Bola / Bola Indonesia
Kamis, 19 Februari 2026 | 21:05 WIB
Kayne van Oevelen (IG Kayne van Oevelen)
Baca 10 detik
  • Kayne van Oevelen kiper 199 cm berdarah Surabaya berpeluang dinaturalisasi untuk memperkuat Timnas Indonesia.

  • Statistik 100 penyelamatan di Eredivisie membuktikan Kayne van Oevelen kiper muda yang sangat potensial.

  • Postur raksasa Kayne van Oevelen melampaui Maarten Paes menjadikannya investasi jangka panjang pertahanan Garuda.

Suara.com - Sektor pertahanan terakhir Timnas Indonesia berpotensi mendapatkan suntikan tenaga baru yang memiliki profil fisik luar biasa.

Nama Kayne van Oevelen mendadak menjadi pusat perhatian publik sepak bola tanah air karena latar belakang keluarganya.

Penjaga gawang andalan FC Volendam ini diketahui memiliki ikatan darah Indonesia yang berasal dari Surabaya, Jawa Timur.

Lahir di Zaandam pada 7 Agustus 2003, pemuda berusia 22 tahun ini dipandang sebagai aset jangka panjang yang sangat berharga.

Ketertarikan publik bukan tanpa alasan mengingat rekam jejaknya yang mulai bersinar terang di kompetisi kasta tertinggi Belanda.

Satu aspek yang paling mencolok dari sosok Van Oevelen adalah tinggi badannya yang mencapai angka 199 cm.

Ukuran tersebut bahkan melampaui postur Maarten Paes yang setinggi 191 cm maupun Emil Audero dengan 192 cm.

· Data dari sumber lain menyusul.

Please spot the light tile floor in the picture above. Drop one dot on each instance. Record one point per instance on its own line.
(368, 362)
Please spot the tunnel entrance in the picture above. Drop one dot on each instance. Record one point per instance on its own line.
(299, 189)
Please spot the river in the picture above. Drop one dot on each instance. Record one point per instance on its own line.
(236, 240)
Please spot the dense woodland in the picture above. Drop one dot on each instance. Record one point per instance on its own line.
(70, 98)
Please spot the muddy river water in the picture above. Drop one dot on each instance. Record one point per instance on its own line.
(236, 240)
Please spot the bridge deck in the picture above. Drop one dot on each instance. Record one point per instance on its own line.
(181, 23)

Berkat keunggulan fisik tersebut, ia sangat dominan dalam mengantisipasi bola-bola udara dan menutup ruang tembak lawan.

Jangkauan penyelamatannya yang luas memberikan rasa aman ekstra bagi lini pertahanan di bawah tekanan kotak penalti.

Baca Juga: Sosok-sosok Naturalisasi yang Bisa Membela Timnas Indonesia di Piala AFF 2026

Meski Paes dan Audero memiliki pengalaman matang di Eropa, kehadiran Van Oevelen menawarkan profil yang berbeda secara signifikan.

Musim 2024/2025 menjadi panggung pembuktian bagi kualitas mental dan teknis yang dimiliki oleh penjaga gawang muda ini.

Walaupun sempat menjadi cadangan di awal kompetisi, ia berhasil merebut posisi utama dan mempertahankan status starter tersebut.

Dari total 29 laga yang ia jalani, tercatat 10 kali ia berhasil menjaga gawangnya tetap perawan tanpa gol.

Secara kumulatif sejak tahun 2022, ia telah membukukan 30 penampilan dengan rasio kebobolan yang cukup kompetitif di Belanda.

Prestasi terbesarnya adalah membantu klubnya meraih tiket promosi untuk bersaing di panggung bergengsi Eredivisie musim 2025/2026.